The CDC later clarified this protocol for obtaining TPOXX, which allows forms to be submitted after treatment has begun and makes submission of photographs and lesion samples optional. “CDC issued a clarification on the process for obtaining TPOXX after hearing about confusion from clinicians who were experiencing problems,” says Kevin Griffis, an agency spokesman. “Message and follow-up email to clinicians [make] it is clear that providers can obtain drugs directly from CDC or through state health departments and can fill out the necessary forms after starting treatment.”

The FDA was also involved in the process. “FDA worked closely with CDC to streamline the protocol to reduce data collection and reporting requirements. The revised protocol is now available for use,” says FDA representative Chanapa Tantibanchachai.

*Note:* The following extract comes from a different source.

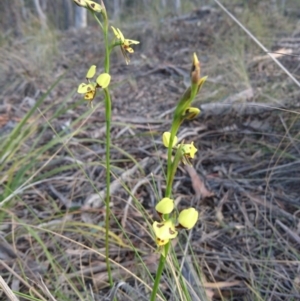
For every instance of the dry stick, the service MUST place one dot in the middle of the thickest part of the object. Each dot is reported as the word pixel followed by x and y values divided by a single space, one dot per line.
pixel 9 293
pixel 272 56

The letter from Krellenstein and others also noted that TPOXX was approved by the FDA in 2018 for the treatment of smallpox. There was no data on the effectiveness of TPOXX in humans because it would obviously be unethical to infect humans with smallpox for testing purposes. Instead, the drug was approved under the FDA’s so-called animal rule, based on data from two related viruses — monkeypox in primates and rabbitpox in rabbits. However, despite this, the CDC still says an IND is necessary to provide TPOXX for monkeypox because it is only FDA approved for smallpox. The letter called it “illogical”.

Krellenstein and his colleagues asked for one of two solutions to make TPOXX more accessible to people with monkeypox: One would be for the CDC to withdraw the IND’s requirement for drug access from the national stockpile. Alternatively, the FDA will make TPOXX available for the treatment of monkeypox through an emergency use authorization (EUA), a process that allows unapproved medical products or unlicensed uses of those products to diagnose, treat, or prevent serious diseases. In order for the FDA to issue an EUA, the Secretary of HHS must first declare an emergency under Section 564 of the Federal Food, Drug, and Cosmetic Act. Emergency situations have been declared in connection with COVID-19 and the opioid crisis. But until now, HHS Secretary Xavier Becerra has not declared such a monkeypox emergency.

“It has to be stopped,” Krellenstein says. “He needs to get down to business now and figure out how to solve this problem. It is no longer up to us to do his work. this [letter] addressed to Minister Becerra for a reason, and Minister Becerra should do it.”

At a press briefing this week, Becerra told reporters that he would weigh whether to declare a monkeypox emergency and other public health concerns on a case-by-case basis, based on the criteria for such a declaration. “We continue to monitor the monkeypox response across the country,” he said. “We have made vaccines, tests and treatments — far more than are currently needed — available to all jurisdictions that operate their public health systems, and we are ready to work with clinicians to make all three — tests, treatments and vaccines are available. . And we will weigh any decision to declare a public health emergency based on the response we’re seeing across the country.”

At the briefing, Becerra also noted that the government has secured another 786,000 doses of the JYNNEOS monkeypox vaccine in addition to the more than 330,000 already distributed to jurisdictions across the country.

“At this time, no public health emergency has been declared,” Bill Hall, a spokesman for HHS, wrote in an email to Scientific American. “If such a statement is made in the future, it will be made public here.”

In the US too struggled in his response to monkeypox testing and vaccination, and some experts say it may already be too late to stop the disease from spreading around the world. But Garrett Wilkinson, a government affairs and policy officer at the nonprofit Partners In Health and a signatory to the Krellenstein letter, thinks that assessment is counterproductive. “I wouldn’t want the message to be ‘Too late,'” says Wilkinson.

Krellenstein agrees. “Now we are at the decision stage. There are two forks in the road where we can either try to get things under control, he says, or fail.